Right now, we producers operate largely according to a “Scarcity Principle,” believing at base that everything we do is burdened by a lack: not enough audiences, not enough monies coming in from governments and foundations, not enough “high-quality” artists; not strong enough training programs.  We producers blame endemic problems like the lack of diversity on our stages on everyone but ourselves.  We de-value our own artists in service of a barely-disguised profit motive.  We rabidly compete for a “connected few” audience members, rather than working to increase demand.  We screech about reductions in government funding – justifiably – but then do nothing at all to raise the value of our work among the average American taxpayer.  We assume our importance.  We assume shared values.  We assume, we assume, we assume.

This blog proffers an either/or proposition for producers:

  1. EITHER, start acting as if you’re blessed with an unrecognized abundance: millions of potential audiences who would be inclined to participate if you extend the invitation properly; eager young people throughout your community desperately desiring and needing theatre in their schools; a diverse panoply of artists ready, willing, and able to raise their own value through the work of their own hands; vast wells of funding lying untapped – ok, that last one is an exaggeration, but let’s just try abundance, instead of scarcity.  Try working together with your peers, rather than competing.  Try taking an active, daily, budgetary stand for unity, diversity, and community.
  2. OR, if you believe the above scarcities are true, if they are real constraints that are hindering your work and reducing your capacity, THEN GO FIX THEM.  It’s on you.  Don’t hide behind anyone or anything, certainly not the hackneyed meaningless phrase “art for art’s sake” or any of it’s million offspring that merely comfort us that we matter in the life of the average American, that we are actively contributing to the great American promise of liberty in diversity, despite every proof to the contrary.

Act, in your work, according to the personal ethics you judge any other business by.
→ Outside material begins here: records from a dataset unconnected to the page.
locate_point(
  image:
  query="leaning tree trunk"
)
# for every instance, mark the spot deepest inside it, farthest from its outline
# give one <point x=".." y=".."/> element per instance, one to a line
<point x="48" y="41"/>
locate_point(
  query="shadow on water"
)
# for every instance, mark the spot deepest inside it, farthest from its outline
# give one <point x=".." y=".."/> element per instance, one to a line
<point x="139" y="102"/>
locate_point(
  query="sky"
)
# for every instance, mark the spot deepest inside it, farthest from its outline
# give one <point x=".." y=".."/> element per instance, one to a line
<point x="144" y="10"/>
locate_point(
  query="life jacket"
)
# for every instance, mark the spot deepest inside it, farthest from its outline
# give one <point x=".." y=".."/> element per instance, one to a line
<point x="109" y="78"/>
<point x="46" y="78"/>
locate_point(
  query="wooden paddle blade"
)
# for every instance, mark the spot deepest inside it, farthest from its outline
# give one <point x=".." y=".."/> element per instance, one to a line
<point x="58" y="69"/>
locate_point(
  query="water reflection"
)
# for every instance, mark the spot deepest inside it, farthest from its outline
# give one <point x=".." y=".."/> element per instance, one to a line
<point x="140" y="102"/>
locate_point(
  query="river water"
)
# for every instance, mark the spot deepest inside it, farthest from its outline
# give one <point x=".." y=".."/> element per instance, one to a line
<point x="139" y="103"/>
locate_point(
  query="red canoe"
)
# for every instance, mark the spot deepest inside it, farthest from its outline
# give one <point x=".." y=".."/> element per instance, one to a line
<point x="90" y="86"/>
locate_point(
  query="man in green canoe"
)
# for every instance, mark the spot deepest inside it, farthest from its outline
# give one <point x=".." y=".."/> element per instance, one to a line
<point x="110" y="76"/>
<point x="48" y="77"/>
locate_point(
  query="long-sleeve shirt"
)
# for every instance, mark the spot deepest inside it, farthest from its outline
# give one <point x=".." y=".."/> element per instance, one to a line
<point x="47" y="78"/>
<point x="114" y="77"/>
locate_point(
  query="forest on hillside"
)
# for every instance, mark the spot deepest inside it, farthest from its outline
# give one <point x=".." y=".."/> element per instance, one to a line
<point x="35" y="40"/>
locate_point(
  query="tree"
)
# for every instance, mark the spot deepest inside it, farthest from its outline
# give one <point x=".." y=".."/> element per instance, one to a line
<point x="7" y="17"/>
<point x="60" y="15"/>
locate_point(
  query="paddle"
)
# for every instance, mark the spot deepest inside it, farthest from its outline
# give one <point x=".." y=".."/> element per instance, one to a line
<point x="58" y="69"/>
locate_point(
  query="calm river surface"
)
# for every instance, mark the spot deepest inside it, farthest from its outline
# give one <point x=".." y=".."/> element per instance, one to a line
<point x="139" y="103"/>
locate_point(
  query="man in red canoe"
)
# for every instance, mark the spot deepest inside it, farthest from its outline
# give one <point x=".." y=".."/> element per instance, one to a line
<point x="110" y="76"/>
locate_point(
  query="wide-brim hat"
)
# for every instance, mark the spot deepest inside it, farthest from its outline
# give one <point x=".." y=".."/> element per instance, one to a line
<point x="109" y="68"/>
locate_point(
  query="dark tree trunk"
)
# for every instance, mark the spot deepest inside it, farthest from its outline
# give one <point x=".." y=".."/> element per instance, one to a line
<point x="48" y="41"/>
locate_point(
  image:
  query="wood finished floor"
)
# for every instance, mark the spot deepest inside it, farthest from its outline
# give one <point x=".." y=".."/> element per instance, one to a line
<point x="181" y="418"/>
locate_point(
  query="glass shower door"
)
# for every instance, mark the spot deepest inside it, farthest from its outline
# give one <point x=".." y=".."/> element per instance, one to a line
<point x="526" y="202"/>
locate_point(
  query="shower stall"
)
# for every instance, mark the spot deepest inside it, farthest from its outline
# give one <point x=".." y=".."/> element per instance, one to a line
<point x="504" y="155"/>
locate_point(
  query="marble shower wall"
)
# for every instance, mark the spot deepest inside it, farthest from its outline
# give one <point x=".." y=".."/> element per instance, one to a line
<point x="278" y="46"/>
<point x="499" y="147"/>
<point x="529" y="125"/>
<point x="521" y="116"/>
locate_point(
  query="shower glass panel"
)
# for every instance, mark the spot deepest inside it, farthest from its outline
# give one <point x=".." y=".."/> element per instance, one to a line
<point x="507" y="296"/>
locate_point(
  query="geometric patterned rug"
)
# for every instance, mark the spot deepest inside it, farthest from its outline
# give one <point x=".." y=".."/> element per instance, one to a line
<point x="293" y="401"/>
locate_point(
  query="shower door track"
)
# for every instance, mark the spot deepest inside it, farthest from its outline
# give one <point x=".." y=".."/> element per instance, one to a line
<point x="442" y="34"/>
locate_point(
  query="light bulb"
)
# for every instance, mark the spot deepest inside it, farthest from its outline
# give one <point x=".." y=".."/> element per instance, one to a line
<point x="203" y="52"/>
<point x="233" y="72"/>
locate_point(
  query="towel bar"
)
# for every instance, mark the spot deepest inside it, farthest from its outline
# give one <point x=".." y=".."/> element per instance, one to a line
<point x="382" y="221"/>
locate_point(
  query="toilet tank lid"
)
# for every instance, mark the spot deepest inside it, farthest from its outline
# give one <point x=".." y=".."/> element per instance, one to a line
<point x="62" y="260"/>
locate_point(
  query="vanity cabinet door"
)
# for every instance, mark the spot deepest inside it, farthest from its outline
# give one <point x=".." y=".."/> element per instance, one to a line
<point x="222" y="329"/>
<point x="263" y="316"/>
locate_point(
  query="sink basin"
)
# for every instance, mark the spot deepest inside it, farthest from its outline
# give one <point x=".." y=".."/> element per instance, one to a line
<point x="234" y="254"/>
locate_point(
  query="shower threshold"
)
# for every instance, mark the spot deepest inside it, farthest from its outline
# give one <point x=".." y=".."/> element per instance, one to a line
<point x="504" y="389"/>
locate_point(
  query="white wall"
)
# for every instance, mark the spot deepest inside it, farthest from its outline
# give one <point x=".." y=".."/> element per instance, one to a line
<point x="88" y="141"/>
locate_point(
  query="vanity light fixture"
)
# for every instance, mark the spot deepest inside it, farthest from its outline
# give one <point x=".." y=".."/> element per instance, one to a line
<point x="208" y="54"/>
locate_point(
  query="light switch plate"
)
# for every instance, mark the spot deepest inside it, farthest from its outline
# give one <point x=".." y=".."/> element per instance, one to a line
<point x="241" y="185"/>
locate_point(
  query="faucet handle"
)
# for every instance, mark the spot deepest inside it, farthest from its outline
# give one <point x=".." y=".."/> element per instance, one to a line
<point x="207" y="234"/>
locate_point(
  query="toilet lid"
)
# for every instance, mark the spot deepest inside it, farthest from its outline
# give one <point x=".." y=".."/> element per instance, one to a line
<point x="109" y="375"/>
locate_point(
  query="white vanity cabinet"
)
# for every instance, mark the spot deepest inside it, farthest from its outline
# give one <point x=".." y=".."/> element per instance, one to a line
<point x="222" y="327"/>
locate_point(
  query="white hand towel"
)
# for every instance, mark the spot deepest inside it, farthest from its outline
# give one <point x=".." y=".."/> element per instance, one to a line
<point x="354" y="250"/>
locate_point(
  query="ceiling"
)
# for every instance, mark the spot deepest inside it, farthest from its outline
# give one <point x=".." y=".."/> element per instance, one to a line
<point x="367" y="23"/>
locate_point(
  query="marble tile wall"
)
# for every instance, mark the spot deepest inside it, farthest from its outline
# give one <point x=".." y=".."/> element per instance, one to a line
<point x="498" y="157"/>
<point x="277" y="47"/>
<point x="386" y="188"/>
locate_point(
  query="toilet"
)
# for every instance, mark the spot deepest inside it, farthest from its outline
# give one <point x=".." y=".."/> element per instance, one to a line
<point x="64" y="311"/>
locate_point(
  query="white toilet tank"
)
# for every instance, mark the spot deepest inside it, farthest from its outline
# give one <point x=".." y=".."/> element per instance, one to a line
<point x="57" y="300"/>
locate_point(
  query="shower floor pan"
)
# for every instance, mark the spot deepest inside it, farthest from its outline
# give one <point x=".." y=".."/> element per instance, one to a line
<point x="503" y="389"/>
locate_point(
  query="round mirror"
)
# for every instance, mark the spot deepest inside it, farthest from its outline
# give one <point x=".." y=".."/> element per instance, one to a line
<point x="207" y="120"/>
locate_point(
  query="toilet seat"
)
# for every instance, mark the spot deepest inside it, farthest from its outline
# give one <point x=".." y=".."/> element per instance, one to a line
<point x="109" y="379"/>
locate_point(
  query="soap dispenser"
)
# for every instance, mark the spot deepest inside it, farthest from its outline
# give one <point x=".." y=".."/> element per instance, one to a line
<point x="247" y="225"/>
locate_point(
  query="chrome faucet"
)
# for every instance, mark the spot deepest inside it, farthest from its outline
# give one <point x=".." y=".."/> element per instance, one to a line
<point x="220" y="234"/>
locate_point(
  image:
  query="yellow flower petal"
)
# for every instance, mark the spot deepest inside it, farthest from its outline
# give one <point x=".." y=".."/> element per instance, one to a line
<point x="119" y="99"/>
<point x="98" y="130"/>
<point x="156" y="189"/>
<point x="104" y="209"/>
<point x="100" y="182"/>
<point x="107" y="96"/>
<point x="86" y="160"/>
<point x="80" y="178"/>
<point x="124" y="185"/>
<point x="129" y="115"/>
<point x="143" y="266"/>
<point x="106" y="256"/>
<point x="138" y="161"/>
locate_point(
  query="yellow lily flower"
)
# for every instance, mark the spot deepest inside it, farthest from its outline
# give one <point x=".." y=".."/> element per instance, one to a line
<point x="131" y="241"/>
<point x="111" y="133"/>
Open your imagination to “what could be,” or take action against the obstacles.  Don’t hide behind conformity, or what you know in your ethical soul to be a broken means of production.  As Thoreau says in Civil Disobedience: “If the injustice is part of the necessary friction of the machine…let it go, let it go: perchance it will wear smooth—certainly the machine will wear out…if it is of such a nature that it requires you to be the agent of injustice to another, then I say…let your life be a counter-friction to stop the machine. What I have to do is to see, at any rate, that I do not lend myself to the wrong which I condemn.”